What I noticed about this vow is that it is has three parts- first is “If you give the Ammonites into my hands” the second is “whatever comes out of the door of my house to meet me when I return in triumph from the Ammonites will be the Lord’s” and the third is “and I will sacrifice it as a burnt offering.”

When I looked again I noticed the pronoun mismatch and the two separate agreements made by Jepthah- nothing that would have exited the door to his house to meet him would have been an “it” so what qualifies in this vow as an “it.”  Looking at the middle portion of the vow, both the door of his house, and his house are valid references for “it.”

So, by this logic- his daughter would be dedicated or set aside for the Lord (similar to a nun was my thought), and Jephthah either ended up burning down his house or removing his door and burning that.

Reading on, there is a 2 month period where she got to roam the countryside before the vow was fulfilled, then:

Judges 11:39
“After the two months, she returned to her father and he did to her as he had vowed. And she was a virgin.”
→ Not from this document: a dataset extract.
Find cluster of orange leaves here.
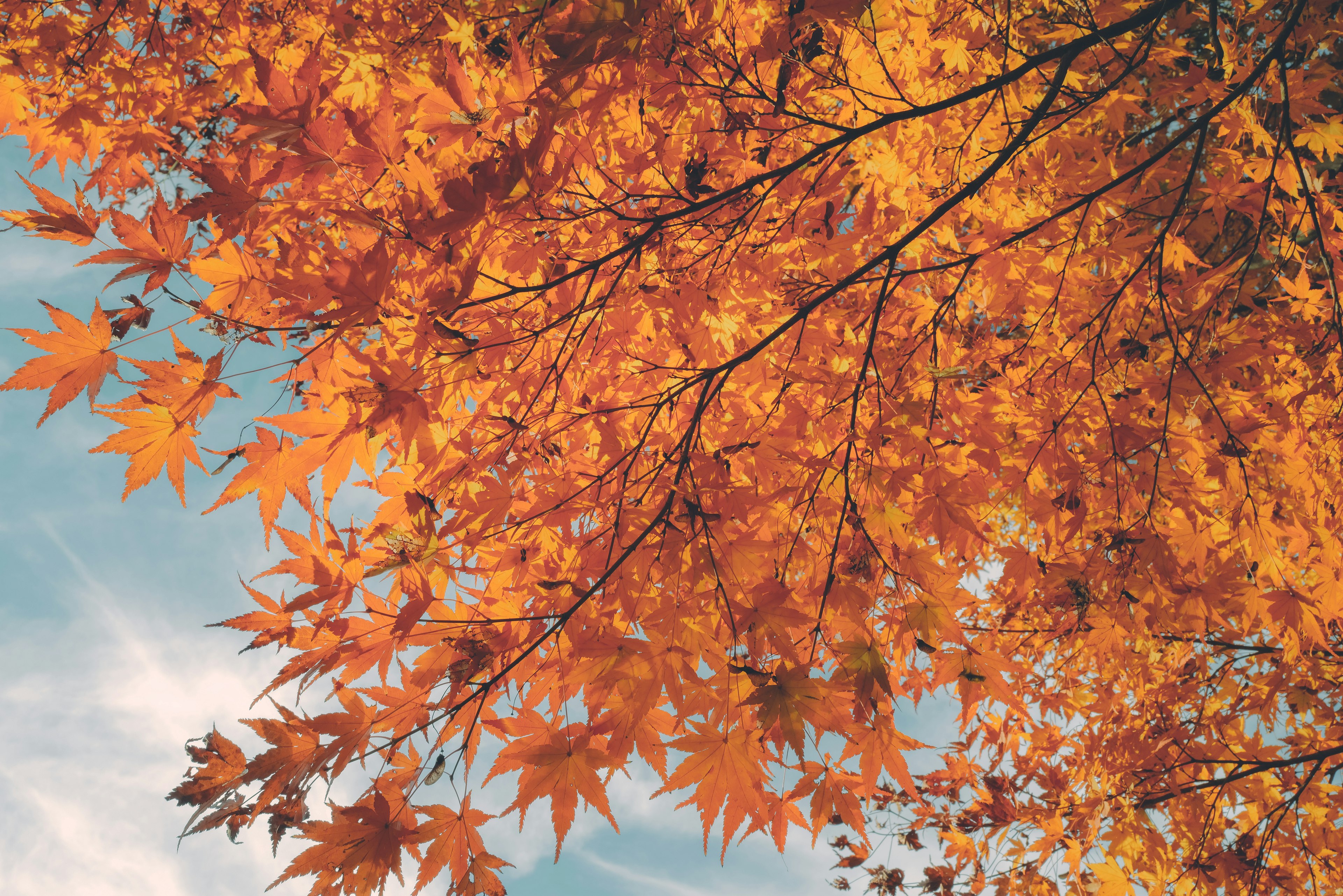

To me, this last line of the section conspicuously omits anything like ‘he burned her,’ etc. In my opinion this further supports the fact that the vow was not what it appeared at first glance, or in the most obvious interpretation.

The last hing I noticed is actually in the beginning of the next chapter.  My thought was that if this interpretation were the case, there should have been some reference to burning of the house (or at least the door of the house).  This is when we see something very interesting.  The men of Ephriam were not happy they had been left out, and responded with a very specific threat.  Judges 12:1 “Why did you go fight the Ammonites without calling us to go with you?  We’re going to burn down your house over your head.”  This portion remained unfulfilled, at least they did not catch Jephthah in the blaze, but they may have done it while he was not inside, that is not stated either way.  In any event, it is an interesting threat, conspicuously interjected directly after the fulfillment of a foolish vow taken while imbued with the Spirit of the Lord, with a seemingly intentionally vague outcome.

So in the end, is this a stretch? Yes, of course it is. Does it violate the Letter of the Law though? Not that I see.

I believe that as long as an interpretation does not violate the Letter of the Law, and supports the Spirit of the Law as presented by Jesus, God will go for it hands down.

Hosea 6:6 “For I desire mercy, not sacrifice” quoted by Jesus twice in Matthew 9:13 and Matthew 12:7.


~ by songoflove on January 29, 2017.